Das am 28. Februar 1924 im Theater an der Wien uraufgeführte Standardwerk der silbernen Operettenära wurde bislang in Linz neun Mal inszeniert, beginnend mit Dezember 1924. Das Handlungsgerüst bietet nicht sehr viel Raum für Zeitkritik, aber ist doch sehr in den Folgen des Zerfalls des Habsburgerreiches und Aufhebung der Adelsprivilegien verwurzelt. Das kann natürlich eine recht sentimentale Angelegenheit werden, aber kitschig wollten die Textautoren wohl nicht sein. Unterhaltung mit klassischen Theatertypen war das Ziel, und damit auch finanzielle Einträglichkeit. Jedenfalls: das Stück hält sich bis heute auf den Bühnen.

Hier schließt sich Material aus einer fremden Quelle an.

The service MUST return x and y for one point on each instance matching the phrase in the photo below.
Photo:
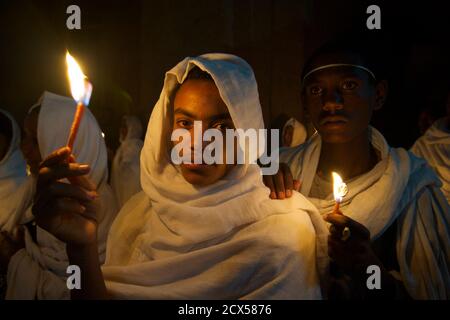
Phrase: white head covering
(298, 134)
(125, 171)
(39, 270)
(134, 128)
(225, 240)
(14, 186)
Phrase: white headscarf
(298, 132)
(125, 172)
(434, 146)
(39, 270)
(15, 187)
(227, 240)
(400, 187)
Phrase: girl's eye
(315, 90)
(349, 85)
(184, 123)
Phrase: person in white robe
(39, 271)
(434, 147)
(125, 171)
(222, 239)
(394, 217)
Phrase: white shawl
(434, 146)
(39, 270)
(16, 188)
(400, 187)
(125, 171)
(223, 241)
(299, 133)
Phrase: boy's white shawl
(224, 241)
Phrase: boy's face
(341, 100)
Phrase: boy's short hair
(5, 126)
(198, 74)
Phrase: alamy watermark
(237, 146)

Der Lehár-Festival-Chef Thomas Enzinger ist verantwortlich für die neue Inszenierung; er bemüht sich nicht, gescheiter als die Autoren zu sein, und widmet sich stattdessen – erfolgreich – sorgfältiger Charakterzeichnung und Handlungstempo. Für die Showeffekte sorgen Evamaria Mayer mit teils atemberaubender Choreografie und vielfältigem Einsatz der acht Damen und Herren des Balletts, die geschickt mit Versatzstücken arbeitende, mit großer Tiefe angelegte Bühne von Bernd Franke und die mit Witz zwischen ländlichen wie städtischen Zwanzigerjahren und Revueglamour changierenden Kostüme von Götz Lanzelot Fischer. Am Bühnenhintergrund sorgen die Videos von Andreas Ivancsics für atmosphärische Verdichtung und manchen gag – am verblüffendsten die Ankunft des „Baron“ Zsupan, der auch sonst den einen oder anderen Trick auf Lager hat. Mitunter schafft letzteres Trio richtiggehend surrealistische Bilder – immerhin auch ein Stil, der in den 1920ern wurzelt. Besonders bei den vielen raschen Umzügen von Ballett, Chor und Statisterie sei auch lobend auf die Kostümassistenz (u. a. Elisabetta de Cave, Doris Hornsey) verwiesen!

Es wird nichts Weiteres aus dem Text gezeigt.